FORMAL DESCRIPTION OF PROGRAMMING CONCEPTS
IFIP WG 2.2 40th Anniversary Meeting

11-13 September 2006
University of Udine, Italy

The anniversary meeting

The IFIP Working Group 2.2 was established in 1965 as one of the first IFIP Working Groups. Earliest members of the WG included Dana Scott, Erwin Engeler, Jaco de Bakker, Raymond Abrial, Peter Lauer, Manfred Paul, Erich Neuhold, Maurice Nivat, Ed Blum. Throughout the years, members of the WG shaped various styles of semantics, comprising denotational, operational, algebraic, and logical semantics.

The anniversary meeting commemorates the 40-th birthday of WG. In the meeting, a number of keynote speakers and current members of the WG will give tutorial presentations on topics relevant to the WG, focusing on history (of these topics, or of the WG), but also on current outlook and future developments.

Keynote speakers: Amir Pnueli, Igor Walukiewicz, and Ernst-Rudiger Olderog (as current WG members), Dana Scott, Manfred Paul, and Hans Langmaack (as founding WG members), Leslie Lamport and Gordon Plotkin (as past WG members). See the full programme for further speakers.

The meeting takes place at Palazzo Antonini-Belgrado, of the Province of Udine, and at Palazzo Antonini-Cernazai, of the University of Udine.

The meeting is organized by Marino Miculan, Furio Honsell, Department of Mathematics and Computer Science, and sponsored by the University of Udine and by Endemol Italia.

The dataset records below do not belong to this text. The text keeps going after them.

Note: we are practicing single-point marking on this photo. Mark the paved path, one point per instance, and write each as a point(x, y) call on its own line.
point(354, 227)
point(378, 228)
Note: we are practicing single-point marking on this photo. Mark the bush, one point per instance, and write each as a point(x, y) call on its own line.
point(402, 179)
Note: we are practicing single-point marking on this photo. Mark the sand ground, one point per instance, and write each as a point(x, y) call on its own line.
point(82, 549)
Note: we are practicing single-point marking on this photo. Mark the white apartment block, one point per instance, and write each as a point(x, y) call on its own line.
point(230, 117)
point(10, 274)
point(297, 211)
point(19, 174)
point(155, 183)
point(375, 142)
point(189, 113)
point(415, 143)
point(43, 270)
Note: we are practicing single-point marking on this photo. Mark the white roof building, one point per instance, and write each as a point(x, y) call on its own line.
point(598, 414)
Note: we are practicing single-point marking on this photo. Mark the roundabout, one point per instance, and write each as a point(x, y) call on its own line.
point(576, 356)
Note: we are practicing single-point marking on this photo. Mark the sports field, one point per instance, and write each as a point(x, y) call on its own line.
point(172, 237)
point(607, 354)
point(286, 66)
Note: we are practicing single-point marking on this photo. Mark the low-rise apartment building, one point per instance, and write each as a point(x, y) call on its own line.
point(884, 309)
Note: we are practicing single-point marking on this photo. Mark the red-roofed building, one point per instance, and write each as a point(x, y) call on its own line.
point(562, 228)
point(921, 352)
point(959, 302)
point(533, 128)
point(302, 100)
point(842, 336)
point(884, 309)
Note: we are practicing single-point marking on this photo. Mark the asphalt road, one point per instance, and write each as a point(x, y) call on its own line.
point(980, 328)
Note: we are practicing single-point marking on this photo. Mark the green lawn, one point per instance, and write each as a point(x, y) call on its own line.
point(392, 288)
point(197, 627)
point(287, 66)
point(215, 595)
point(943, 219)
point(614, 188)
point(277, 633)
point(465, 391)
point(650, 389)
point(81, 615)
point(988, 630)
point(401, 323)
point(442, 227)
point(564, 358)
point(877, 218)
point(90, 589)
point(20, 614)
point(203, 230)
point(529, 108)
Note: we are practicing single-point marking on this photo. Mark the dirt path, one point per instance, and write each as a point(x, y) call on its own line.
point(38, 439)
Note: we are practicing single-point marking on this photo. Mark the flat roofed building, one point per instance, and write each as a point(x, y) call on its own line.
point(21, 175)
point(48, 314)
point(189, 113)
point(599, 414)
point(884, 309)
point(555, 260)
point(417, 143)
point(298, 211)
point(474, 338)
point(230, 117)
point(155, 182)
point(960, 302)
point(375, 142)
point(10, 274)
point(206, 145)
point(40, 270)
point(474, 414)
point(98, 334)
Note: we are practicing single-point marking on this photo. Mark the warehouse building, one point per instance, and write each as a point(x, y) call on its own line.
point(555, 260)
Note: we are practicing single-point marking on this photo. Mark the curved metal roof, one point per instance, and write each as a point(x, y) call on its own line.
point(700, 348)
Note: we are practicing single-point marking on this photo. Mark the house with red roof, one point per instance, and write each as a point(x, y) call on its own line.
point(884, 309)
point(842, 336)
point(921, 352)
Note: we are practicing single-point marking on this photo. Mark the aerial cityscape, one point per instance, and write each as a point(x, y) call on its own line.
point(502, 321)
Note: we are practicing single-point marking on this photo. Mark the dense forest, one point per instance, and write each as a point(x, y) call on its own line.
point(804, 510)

Aim and Scope of the WG 2.2

The primary aim of the IFIP WG 2.2 is to explain programming concepts through the development, examination and comparison of various formal models of these concepts. The Working Group investigates formalisms and models which represent different approaches to formal specification of programming concepts. The models of concern must, at least in part: apply to the actual and future computing milieu; have sufficient generality to describe total systems or useful subsystems; treat either: problem specification or solution specification; provide practical guides towards derivation of: capabilities, semantics, correctness, equivalence, implementability, performance and their support by the means of computer tools; assist in standards development and specification; have a pedagogical utility.